Ve merak edenler için kitabın arka kapağı:

"Kocanızın izni lazım elbette," diye devam etti sekreter, artık cıvıltılı olmayan sesiyle. "Tabii eğer evliyseniz...?"
Odadakilerin meraklı bakışları üzerinde ağırlaştı. Ne var ki Zeliha'nın yüzünde ne sıkıntıdan eser vardı ne mahcubiyetten. Bu toplumsal işkenceden keyif alıyor değildi elbette ama içinden bir ses başkalarının fikirlerini ve yargılarını umursamamayı öğütlemişti ona. Ne de olsa fark etmeyecekti sonuç olarak. Son zamanlarda bazı kelimeleri kişisel sözlüğünden çıkarmaya karar vermişti, "utanç" pekâlâ bunlardan biri olabilirdi. Bu kürtaja onay verecek bir koca yoktu ortada. Bu çocuğun bir babası yoktu.

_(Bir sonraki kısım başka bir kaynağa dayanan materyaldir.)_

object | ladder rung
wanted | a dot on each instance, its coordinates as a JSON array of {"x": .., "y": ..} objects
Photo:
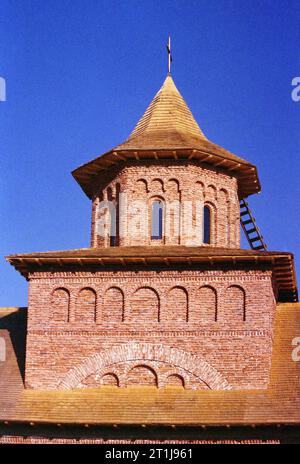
[
  {"x": 249, "y": 221},
  {"x": 259, "y": 247},
  {"x": 250, "y": 231},
  {"x": 255, "y": 239}
]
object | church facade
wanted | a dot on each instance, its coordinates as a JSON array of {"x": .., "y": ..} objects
[{"x": 164, "y": 296}]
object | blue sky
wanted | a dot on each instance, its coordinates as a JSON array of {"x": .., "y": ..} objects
[{"x": 79, "y": 74}]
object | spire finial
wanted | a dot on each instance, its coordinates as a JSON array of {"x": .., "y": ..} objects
[{"x": 169, "y": 55}]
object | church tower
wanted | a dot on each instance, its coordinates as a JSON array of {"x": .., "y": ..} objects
[{"x": 164, "y": 295}]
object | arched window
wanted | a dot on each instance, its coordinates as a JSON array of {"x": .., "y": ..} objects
[
  {"x": 206, "y": 224},
  {"x": 157, "y": 220}
]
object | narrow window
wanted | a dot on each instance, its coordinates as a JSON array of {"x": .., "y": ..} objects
[
  {"x": 206, "y": 225},
  {"x": 157, "y": 220}
]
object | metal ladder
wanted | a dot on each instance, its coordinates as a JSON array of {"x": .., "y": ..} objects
[{"x": 252, "y": 232}]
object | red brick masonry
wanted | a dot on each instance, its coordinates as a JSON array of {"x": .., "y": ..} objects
[{"x": 200, "y": 329}]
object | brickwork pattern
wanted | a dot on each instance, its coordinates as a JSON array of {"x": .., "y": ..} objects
[
  {"x": 222, "y": 317},
  {"x": 174, "y": 184}
]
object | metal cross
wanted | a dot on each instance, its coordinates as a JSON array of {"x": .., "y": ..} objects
[{"x": 169, "y": 55}]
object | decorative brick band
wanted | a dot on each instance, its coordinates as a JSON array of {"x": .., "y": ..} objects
[{"x": 143, "y": 352}]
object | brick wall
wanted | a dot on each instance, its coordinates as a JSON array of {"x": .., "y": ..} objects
[
  {"x": 184, "y": 183},
  {"x": 196, "y": 328}
]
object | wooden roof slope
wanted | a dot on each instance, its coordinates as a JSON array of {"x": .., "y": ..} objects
[
  {"x": 168, "y": 130},
  {"x": 279, "y": 404},
  {"x": 282, "y": 263}
]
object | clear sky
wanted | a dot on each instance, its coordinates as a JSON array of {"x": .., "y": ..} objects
[{"x": 79, "y": 74}]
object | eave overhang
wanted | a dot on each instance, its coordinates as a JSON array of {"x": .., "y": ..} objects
[
  {"x": 214, "y": 157},
  {"x": 93, "y": 259}
]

Neyse ki kocanın olmayışı formalitelerde bir avantaja dönüştü. Görünüşe göre kimsenin yazılı iznini almasına gerek yoktu. Bürokratik düzenlemeler, evli çiftlerin bebeklerini kurtarmak için gösterdikleri özeni evlilik dışı doğan bebekler için göstermiyordu anlaşılan. Babasız bir çocuk neticede bir piçti ve İstanbul'da bir piç, sallanan bir diş gibi her an düşmeye hazırdı.
Baba ve Piç, İstanbul-San Francisco hattında gidip geliyor: Müslüman-Türk Kazancı ailesiyle Ermeni asıllı Amerikalı Çakmakçıyanların 90 yıla yayılan öyküleri iç içe. Kederli bir geçmişi tamamen unutmak mı daha doğru, geçmiş bilincini beraberinde taşımak mı? Diğer yandan bir kadınlar romanı Baba ve Piç: Erkeklerin apansız ve açıklamasız ölüverdiği, geriye hep kadınların kaldığı bir sülaleden dört kuşak kadının hikâyesi. Anneannelerin, ciciannelerin, teyzelerin hafızalarıyla can bulan bu romanı severek okuyacaksınız.